40 Countries to Announce Methane-Reduction Plans at COP27
At last year’s COP26 UN climate conference in Glasgow, the U.S. and the EU launched the Global Methane Pledge to reduce emissions of the potent greenhouse gas.
Now, a U.S. official tells Reuters that around 40 of the 125 members of the pledge will unveil concrete methane reduction plans at the upcoming COP27 climate conference in Sharm el-Sheikh, Egypt, from November 6 to 18.
“We need to move out of the promises and more towards the action pieces, whether it’s sectoral actions or larger actions,” Clean Air Task Force global director of methane Jonathan Banks told Reuters in response to the news.
Reducing methane emissions plays an important role in mitigating the climate crisis because methane is both extremely potent at trapping heat in the atmosphere and relatively short lived once released. It is around 80 times more effective at trapping heat than carbon dioxide during its first 20 years in the atmosphere but it also dissipates after 10 years. The Intergovernmental Panel on Climate Change calculated that there was more methane in the atmosphere today than at any point in the last 800,000 years at least and that it was responsible for around 30 percent of global warming. The most recent Greenhouse Gas Bulletin from the UN’s World Meteorological Organization found that atmospheric methane concentrations broke records again in 2021 and also that there was a bigger jump in concentrations between 2020 and 2021 than at any point since record-keeping began around 40 years ago.
“Rapidly reducing methane emissions from energy, agriculture, and waste can achieve near-term gains in our efforts in this decade for decisive action and is regarded as the single most effective strategy to keep the goal of limiting warming to 1.5˚C within reach while yielding co-benefits including improving public health and agricultural productivity,” the pledge website reads.
To that end, participating countries promised to take actions to reduce worldwide methane emissions by at least 30 percent of 2020 levels by 2030, which should prevent more than 0.2 degrees Celsius of warming. This would have the same effect on temperatures by 2050 as switching the global transport sector to net-zero emissions, the International Energy Agency (IEA) said.
The senior Biden administration official told Reuters that the U.S., Canada and Vietnam would be three of the countries announcing concrete plans in Egypt. So far, 15 countries have published detailed plans, and they will be joined by around 25 more. The U.S. plan will likely include a rule proposed in 2021 to require oil and gas drillers to find and repair any methane leaks as well as new plans to reduce emissions from gas flaring and smaller oil wells.
However, one weakness of the Global Methane Pledge is that, of the world’s top five methane emitters, only the U.S. and Brazil are members, according to IEA. China is the world’s No.1 methane emitter at 58.4 million tonnes emitted in 2021 alone.
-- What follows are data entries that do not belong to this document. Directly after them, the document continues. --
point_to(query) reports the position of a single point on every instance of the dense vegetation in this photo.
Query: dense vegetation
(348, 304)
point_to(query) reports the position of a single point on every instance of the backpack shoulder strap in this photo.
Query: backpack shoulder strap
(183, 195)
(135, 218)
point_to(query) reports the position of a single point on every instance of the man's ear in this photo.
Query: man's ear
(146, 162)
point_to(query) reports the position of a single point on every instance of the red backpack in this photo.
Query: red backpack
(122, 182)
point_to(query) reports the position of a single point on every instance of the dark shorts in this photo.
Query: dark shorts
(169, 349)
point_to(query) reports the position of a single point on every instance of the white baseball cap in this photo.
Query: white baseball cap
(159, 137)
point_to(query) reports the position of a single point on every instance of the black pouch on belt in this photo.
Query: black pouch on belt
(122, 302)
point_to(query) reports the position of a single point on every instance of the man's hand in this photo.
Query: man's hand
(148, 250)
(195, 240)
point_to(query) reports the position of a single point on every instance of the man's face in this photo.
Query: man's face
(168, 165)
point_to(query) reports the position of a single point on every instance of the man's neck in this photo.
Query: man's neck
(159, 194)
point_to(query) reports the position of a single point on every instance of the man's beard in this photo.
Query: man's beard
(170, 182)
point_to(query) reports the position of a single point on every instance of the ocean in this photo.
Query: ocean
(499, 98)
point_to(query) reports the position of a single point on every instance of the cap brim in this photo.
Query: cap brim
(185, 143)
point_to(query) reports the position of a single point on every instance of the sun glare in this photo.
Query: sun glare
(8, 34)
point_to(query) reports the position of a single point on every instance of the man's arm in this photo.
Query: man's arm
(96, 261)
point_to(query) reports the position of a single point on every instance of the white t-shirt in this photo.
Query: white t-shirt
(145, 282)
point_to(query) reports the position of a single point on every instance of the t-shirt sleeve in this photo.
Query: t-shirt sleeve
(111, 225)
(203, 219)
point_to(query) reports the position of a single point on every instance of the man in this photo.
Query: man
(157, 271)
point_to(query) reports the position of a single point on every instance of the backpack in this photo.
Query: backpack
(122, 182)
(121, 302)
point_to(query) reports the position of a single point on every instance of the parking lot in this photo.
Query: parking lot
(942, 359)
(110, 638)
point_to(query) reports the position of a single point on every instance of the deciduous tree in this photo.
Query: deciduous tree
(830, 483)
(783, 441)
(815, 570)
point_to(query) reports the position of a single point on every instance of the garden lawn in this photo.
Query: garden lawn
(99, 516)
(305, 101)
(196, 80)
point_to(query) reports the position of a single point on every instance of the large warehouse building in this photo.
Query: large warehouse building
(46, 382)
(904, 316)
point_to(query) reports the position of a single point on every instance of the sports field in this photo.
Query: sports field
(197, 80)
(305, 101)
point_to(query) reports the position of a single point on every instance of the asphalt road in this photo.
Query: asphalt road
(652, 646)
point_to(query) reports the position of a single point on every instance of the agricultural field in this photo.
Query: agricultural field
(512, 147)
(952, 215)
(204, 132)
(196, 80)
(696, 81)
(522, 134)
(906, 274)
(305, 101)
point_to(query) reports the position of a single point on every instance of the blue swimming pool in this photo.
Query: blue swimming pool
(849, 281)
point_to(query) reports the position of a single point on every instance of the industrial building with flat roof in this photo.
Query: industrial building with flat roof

India follows at 31.8 million tonnes and the U.S. comes in third at 31.5 million tonnes. While China has not signed the pledge, it did agree with the U.S. last year to develop a national plan to reduce methane emissions, Reuters noted.
“The national methane plan is indeed key to watch. But the Chinese authorities are quite cryptic in terms of whether and when it will be released in the run up to [the COP],” Greenpeace China expert Li Shuo told Reuters.